Data Engineering and Mining II

  1. In clustering analysis why do we explore and analyze large amounts of data?
    –> It does not have to be large amount of data. However, if you have large amount of data it may provide better clustering.

  2. What is the uniform definition of clustering analysis?
    –> There is no uniform definition for data clustering. In general, it mean that for a given set of data points and a similarity measure, we group the observations such that the same group are homogenous and different groups are heteregenous.

  3. What measure do we use to determine how similar two data points are?
    –> Most popular are distance measure.

  4. Fill in the blanks: Every Clustering_ ____Alogrithm____ is based on the index of similarity or dissimilarity between data points.
    –>

  5. Is clustering a supervised machine learning task?
    –>Unsupervised

  6. Clustering is used to predict certain outcomes. TRUE or FALSE. –> FALSE

  7. State and explain the concept of clustering.
    –> If we have set of data (X), dataframe, and wanted to separate into group such that observation in the same group are homogenous using some statistical tool.

  8. When is clustering useful?
    –> If we are given diverse and varied data and want to exemplified by a much smaller number of groups.

  9. When dealing with the dissimilarity of two cases, what can we say about the higher distance value?
    –> The Higher the dissimilarity measure the “MORE” dissimilar are the points or clusters.

  10. Fill in the blanks: Since clustering classifies unlabeled examples, we say it is an unsupervised learning

  11. Clustering is a machine learning task. TRUE or FALSE. –> TRUE

  12. You can use clustering to create class labels from unlabeled data. Once this is done, which supervised learner should you use to find the most important predictors of these classes?
    –> There are many statistical method that use to find important predictors. One common example is coefficeint of logistic regression.

  13. For numerical data, what are the two kinds of clusters?
    –> Compact clusters, and Chained clusters.

  14. For which data do we represent a compact cluster by a center? By a mode?
    –> Continuous varibles - Center value
    Categorical varibles - Mode value

  15. For which kind of cluster are any two data points reachable through a path?
    –> Chained cluster

  16. What is the cohesion of a cluster?
    –> In statistics and clustering analysis, cohesion of a cluster refers to how closely related or similar the data points are within the same cluster. The SSE (Sum of Square Error) is the most common measure.

  17. Distance functions, k-means and hierarchical clustering, are all examples of what?
    –> These all are all examples of tools and methods used in cluster analysis used in statiatics and machine learning.

  18. What is the norm?
    –> A norm is a function that measures the size, length, or magnitude of a vector. It’s a way to quantify how “big” a vector is, regardless of its direction. Example: L1-norm, Euclidean norm, p-norm

  19. What are mixed mode data?
    –> Mixed mode data – datasets that include both nominal and numeric variables.
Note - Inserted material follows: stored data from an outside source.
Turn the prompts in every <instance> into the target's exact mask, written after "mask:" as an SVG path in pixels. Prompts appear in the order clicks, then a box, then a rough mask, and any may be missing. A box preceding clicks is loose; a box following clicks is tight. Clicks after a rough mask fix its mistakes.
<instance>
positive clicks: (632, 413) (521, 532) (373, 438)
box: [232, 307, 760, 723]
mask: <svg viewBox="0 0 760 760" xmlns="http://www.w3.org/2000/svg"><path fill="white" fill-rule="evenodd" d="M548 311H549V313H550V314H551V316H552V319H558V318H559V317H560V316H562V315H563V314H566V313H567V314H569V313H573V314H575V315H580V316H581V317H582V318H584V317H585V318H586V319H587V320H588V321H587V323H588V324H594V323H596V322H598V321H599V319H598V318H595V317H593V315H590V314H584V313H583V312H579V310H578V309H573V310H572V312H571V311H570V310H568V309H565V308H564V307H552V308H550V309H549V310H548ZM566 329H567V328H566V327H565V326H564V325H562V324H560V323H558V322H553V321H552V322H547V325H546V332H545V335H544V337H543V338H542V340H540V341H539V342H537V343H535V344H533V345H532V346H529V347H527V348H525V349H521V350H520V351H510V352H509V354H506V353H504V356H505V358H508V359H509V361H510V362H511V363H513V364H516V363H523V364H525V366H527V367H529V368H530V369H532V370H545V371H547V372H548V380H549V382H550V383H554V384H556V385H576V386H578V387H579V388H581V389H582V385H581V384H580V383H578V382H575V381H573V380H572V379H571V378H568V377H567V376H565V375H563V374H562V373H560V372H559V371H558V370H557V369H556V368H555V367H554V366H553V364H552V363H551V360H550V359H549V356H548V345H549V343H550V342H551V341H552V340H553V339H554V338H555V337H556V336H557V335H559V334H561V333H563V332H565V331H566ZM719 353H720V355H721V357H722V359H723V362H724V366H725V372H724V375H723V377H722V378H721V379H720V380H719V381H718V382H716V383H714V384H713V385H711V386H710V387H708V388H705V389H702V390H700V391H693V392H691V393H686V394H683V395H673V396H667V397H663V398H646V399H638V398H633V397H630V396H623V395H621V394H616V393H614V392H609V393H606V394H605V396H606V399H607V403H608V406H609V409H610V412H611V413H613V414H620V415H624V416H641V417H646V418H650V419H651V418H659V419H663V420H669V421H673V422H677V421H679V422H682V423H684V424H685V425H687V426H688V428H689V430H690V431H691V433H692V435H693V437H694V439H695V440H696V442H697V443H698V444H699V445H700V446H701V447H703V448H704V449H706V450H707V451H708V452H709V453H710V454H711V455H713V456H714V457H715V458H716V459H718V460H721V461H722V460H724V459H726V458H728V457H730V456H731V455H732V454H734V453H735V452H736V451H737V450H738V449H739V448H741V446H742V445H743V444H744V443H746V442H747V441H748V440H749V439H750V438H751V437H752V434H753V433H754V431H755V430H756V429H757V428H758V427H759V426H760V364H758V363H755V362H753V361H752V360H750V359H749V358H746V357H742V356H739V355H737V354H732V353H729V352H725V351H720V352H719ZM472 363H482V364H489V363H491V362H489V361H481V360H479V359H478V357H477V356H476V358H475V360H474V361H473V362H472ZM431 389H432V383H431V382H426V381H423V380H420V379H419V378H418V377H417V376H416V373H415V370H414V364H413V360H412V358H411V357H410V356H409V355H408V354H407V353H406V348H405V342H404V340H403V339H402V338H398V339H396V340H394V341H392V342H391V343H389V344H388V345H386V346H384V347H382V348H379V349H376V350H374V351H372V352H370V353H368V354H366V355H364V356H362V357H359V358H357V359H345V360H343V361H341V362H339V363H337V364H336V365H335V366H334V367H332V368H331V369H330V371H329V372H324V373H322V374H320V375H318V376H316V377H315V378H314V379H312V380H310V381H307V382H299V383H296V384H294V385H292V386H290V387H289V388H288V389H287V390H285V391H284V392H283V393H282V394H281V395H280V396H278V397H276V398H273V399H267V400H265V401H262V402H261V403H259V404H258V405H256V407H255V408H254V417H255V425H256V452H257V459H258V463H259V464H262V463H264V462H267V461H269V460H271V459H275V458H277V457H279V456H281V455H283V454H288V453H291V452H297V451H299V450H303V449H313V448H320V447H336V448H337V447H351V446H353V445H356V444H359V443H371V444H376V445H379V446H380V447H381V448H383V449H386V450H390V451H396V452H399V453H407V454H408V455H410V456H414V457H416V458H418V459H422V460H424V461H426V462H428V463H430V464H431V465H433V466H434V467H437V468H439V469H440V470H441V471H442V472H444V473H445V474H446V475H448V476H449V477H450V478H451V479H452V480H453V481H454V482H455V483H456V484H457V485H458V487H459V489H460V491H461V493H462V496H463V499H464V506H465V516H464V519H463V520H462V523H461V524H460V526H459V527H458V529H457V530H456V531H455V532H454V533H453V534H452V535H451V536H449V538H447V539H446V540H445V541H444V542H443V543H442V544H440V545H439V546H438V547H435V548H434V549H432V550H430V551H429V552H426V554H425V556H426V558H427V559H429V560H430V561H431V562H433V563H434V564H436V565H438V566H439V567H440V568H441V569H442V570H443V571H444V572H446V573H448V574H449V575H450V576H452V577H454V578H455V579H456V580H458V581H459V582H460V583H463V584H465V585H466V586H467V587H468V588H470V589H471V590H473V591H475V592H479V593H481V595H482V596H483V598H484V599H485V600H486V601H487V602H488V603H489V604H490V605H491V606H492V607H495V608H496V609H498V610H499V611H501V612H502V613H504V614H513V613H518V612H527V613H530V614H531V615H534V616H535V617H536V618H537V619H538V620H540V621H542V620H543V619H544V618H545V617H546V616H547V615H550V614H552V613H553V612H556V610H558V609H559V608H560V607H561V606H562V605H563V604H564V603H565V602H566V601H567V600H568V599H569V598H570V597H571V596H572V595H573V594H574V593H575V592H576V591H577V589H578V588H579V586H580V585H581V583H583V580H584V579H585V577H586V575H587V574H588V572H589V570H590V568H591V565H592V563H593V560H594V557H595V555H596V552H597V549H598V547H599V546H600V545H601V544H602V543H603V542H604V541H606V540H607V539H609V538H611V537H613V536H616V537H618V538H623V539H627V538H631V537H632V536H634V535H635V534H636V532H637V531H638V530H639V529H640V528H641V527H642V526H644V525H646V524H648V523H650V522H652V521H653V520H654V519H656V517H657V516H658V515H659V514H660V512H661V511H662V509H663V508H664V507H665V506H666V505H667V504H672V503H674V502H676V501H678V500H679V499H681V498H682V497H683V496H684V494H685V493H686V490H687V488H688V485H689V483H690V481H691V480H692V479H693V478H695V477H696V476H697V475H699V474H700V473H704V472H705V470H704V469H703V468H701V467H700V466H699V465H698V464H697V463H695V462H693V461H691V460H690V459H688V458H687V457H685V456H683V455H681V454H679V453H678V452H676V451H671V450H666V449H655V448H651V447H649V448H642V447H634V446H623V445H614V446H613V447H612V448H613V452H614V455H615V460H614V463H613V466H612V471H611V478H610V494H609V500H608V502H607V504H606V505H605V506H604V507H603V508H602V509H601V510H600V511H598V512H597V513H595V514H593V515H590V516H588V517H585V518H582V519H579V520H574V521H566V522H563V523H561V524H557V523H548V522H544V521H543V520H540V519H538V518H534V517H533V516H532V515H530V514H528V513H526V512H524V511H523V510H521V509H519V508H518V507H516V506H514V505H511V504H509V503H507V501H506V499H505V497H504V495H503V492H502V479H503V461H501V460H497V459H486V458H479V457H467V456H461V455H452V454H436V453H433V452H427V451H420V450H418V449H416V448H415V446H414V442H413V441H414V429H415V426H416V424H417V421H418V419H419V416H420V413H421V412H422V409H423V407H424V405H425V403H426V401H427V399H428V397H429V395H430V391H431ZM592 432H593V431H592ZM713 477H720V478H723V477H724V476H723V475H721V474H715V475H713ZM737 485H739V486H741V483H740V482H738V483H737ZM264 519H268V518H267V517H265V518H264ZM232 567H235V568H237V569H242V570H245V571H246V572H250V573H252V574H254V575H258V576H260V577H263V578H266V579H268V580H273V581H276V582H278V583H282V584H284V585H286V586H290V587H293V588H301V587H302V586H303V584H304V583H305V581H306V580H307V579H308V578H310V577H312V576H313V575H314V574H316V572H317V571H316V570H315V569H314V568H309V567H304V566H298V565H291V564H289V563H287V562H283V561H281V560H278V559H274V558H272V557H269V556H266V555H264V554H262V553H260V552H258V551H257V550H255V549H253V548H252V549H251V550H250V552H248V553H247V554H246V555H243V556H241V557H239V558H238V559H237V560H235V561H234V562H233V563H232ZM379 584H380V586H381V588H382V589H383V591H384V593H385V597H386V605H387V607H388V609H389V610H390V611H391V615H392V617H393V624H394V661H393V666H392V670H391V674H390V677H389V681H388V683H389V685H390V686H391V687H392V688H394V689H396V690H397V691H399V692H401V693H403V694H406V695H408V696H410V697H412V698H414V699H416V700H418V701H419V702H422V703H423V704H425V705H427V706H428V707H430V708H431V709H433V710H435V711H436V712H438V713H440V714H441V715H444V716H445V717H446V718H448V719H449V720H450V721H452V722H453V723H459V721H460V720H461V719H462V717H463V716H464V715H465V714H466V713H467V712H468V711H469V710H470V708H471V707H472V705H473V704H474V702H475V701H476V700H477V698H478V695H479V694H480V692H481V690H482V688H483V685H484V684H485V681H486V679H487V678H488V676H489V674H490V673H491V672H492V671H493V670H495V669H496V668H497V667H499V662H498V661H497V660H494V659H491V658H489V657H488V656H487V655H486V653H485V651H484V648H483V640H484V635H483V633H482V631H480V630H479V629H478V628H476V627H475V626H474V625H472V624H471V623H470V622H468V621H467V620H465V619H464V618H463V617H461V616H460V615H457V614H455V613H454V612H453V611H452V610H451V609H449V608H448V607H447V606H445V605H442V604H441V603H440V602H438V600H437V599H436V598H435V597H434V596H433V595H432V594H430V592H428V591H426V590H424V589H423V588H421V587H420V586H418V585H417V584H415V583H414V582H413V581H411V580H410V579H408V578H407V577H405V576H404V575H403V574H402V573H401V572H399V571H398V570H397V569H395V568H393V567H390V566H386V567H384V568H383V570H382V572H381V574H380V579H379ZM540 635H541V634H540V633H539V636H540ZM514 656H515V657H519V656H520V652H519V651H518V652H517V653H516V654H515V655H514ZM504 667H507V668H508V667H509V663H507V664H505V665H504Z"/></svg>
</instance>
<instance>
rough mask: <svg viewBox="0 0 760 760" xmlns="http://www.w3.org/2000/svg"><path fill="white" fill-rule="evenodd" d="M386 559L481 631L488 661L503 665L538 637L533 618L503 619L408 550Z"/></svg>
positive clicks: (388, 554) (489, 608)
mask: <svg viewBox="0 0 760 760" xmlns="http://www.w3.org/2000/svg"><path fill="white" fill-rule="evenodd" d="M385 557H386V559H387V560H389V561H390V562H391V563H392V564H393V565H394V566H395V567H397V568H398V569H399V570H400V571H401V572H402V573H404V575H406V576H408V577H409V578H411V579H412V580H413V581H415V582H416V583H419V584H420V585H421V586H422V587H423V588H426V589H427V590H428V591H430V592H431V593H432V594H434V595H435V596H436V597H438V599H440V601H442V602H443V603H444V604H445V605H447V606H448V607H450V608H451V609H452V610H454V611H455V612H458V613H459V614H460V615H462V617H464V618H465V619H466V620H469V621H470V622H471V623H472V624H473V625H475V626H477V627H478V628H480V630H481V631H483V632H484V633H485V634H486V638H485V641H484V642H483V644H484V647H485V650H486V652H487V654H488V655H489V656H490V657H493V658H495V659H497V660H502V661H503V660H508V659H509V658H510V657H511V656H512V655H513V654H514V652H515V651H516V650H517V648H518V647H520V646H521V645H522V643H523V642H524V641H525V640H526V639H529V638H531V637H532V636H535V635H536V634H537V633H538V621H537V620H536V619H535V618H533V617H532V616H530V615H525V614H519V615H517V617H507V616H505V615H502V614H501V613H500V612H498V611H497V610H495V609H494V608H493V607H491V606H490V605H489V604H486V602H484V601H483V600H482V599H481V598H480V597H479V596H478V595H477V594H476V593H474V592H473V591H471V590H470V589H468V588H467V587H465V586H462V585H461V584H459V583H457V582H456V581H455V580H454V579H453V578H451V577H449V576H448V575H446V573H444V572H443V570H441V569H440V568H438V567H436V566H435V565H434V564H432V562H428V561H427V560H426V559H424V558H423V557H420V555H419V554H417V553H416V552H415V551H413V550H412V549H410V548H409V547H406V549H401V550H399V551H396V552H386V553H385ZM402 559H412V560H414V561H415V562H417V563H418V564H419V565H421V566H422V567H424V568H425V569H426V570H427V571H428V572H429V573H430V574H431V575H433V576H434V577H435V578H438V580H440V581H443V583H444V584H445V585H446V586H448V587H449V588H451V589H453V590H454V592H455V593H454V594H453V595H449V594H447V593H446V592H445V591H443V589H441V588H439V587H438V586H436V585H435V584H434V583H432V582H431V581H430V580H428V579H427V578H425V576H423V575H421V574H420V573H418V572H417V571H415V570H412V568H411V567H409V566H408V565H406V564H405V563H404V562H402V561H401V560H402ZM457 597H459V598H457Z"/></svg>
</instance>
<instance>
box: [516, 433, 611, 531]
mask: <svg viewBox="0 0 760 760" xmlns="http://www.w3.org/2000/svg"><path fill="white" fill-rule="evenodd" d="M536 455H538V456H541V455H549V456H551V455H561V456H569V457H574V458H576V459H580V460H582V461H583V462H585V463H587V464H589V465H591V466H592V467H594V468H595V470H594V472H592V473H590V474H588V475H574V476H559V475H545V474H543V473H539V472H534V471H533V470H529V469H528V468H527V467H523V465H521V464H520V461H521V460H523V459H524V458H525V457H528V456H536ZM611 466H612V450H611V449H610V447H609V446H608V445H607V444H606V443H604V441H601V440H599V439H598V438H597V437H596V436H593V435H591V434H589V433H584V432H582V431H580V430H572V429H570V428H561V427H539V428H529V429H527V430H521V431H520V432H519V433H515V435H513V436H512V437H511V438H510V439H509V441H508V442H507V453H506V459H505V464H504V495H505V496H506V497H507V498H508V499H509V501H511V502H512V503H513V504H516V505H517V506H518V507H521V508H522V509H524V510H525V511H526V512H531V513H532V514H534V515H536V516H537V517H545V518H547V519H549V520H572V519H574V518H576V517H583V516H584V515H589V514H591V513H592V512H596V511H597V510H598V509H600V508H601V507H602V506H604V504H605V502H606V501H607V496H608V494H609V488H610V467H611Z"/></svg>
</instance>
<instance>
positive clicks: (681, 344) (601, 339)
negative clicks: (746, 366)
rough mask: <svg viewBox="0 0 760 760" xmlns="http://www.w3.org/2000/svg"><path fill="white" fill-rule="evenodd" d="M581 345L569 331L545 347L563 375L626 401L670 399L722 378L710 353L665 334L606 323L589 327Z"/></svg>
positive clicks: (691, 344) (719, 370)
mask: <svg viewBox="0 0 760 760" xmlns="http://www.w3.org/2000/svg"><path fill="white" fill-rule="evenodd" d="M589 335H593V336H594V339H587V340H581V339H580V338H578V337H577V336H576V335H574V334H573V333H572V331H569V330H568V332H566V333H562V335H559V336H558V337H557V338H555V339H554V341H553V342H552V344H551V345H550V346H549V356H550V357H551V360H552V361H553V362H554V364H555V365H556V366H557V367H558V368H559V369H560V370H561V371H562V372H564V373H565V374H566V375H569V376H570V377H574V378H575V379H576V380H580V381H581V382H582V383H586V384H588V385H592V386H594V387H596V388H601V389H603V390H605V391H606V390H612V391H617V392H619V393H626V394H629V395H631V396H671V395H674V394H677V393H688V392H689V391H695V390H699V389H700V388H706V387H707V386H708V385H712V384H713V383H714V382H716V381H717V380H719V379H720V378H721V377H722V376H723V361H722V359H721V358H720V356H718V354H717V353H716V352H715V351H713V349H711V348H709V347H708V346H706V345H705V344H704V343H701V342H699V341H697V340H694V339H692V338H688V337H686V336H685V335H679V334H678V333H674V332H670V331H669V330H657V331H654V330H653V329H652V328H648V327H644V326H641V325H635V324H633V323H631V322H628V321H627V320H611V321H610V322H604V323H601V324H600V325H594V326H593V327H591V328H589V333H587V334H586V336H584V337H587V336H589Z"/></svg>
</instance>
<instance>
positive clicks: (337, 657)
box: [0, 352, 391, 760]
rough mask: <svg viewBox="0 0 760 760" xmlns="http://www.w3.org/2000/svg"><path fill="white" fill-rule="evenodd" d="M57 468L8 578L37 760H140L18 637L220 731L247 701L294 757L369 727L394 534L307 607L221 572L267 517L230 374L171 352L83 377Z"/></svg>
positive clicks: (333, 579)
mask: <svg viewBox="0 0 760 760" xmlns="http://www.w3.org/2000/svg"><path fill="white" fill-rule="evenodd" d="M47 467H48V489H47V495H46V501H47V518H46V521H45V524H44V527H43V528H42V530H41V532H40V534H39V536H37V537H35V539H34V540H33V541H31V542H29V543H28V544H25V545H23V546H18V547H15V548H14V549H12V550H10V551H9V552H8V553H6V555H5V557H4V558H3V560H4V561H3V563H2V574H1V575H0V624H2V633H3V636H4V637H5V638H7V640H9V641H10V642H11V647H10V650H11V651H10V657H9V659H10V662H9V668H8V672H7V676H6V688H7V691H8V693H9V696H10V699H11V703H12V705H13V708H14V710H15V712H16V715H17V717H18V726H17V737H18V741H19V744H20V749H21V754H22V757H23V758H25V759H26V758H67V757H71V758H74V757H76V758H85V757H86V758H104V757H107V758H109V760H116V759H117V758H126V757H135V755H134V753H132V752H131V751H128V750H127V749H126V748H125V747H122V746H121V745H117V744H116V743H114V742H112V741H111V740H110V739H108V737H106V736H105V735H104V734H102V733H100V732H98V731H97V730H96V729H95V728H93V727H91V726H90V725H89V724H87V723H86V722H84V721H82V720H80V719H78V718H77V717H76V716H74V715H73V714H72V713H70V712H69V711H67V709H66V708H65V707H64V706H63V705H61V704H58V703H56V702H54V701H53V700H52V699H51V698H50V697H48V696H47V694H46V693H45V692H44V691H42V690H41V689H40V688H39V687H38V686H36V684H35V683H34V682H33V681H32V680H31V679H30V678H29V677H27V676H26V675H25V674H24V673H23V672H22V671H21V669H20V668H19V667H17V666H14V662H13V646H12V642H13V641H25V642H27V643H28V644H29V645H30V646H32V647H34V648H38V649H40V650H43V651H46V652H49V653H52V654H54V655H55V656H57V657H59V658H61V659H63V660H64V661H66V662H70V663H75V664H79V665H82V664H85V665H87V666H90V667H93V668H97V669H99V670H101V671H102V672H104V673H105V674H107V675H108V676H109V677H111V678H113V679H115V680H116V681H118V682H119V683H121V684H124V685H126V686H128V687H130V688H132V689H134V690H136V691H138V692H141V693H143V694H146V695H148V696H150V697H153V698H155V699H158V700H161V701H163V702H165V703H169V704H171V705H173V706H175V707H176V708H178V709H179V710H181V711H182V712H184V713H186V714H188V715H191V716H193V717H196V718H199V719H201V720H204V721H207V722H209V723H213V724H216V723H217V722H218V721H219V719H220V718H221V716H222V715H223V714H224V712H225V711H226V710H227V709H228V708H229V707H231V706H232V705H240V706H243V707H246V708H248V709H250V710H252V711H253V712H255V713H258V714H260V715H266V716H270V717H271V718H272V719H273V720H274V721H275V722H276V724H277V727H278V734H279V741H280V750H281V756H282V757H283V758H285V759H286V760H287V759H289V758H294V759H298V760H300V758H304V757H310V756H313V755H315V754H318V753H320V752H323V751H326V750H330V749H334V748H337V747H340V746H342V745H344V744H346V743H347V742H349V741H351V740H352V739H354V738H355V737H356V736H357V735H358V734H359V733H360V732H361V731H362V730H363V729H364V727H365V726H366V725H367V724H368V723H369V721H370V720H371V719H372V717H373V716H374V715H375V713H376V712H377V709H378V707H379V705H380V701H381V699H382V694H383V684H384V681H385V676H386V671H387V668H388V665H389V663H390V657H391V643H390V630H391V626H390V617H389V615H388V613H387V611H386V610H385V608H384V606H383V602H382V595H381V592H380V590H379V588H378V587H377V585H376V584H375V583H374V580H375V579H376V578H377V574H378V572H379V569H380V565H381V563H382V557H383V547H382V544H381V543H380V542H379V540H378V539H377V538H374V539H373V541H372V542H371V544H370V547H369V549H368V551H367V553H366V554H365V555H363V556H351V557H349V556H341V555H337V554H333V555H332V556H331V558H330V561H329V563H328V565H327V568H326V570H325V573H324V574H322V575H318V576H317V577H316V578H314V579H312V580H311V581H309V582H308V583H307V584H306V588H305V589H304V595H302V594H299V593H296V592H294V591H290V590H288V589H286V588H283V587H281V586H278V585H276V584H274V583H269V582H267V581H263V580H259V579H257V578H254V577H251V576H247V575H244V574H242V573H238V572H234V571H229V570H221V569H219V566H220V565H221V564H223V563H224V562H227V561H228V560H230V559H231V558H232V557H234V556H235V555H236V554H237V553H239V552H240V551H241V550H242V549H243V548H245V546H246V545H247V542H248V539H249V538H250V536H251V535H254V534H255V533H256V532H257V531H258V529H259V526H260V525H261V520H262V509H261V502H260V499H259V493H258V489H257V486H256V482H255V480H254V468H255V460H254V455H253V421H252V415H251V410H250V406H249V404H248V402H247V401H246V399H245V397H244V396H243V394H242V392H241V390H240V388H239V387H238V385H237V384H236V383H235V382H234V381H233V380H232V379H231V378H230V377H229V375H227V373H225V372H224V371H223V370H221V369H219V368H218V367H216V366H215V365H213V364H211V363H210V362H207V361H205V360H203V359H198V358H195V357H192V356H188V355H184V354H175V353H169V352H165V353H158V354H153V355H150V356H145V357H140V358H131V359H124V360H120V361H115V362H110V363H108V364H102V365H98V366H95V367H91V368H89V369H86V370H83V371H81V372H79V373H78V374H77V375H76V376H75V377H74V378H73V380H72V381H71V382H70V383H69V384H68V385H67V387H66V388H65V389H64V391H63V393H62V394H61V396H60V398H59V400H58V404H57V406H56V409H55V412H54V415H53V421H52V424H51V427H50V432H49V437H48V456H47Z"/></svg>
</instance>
  20. What is a Chained cluster?
    –> Any two data points in a chained cluster are reachable through a path; i.e., there is a path that connects the two data points in the cluster.

Chained cluser is useful for an elongated or chain-like group of points. Chained cluser are formed when points are connected by pairwise distances, but the overall group is not cohesive A long string of points where each point is close to the next, but the start and end of the “chain” are far apart.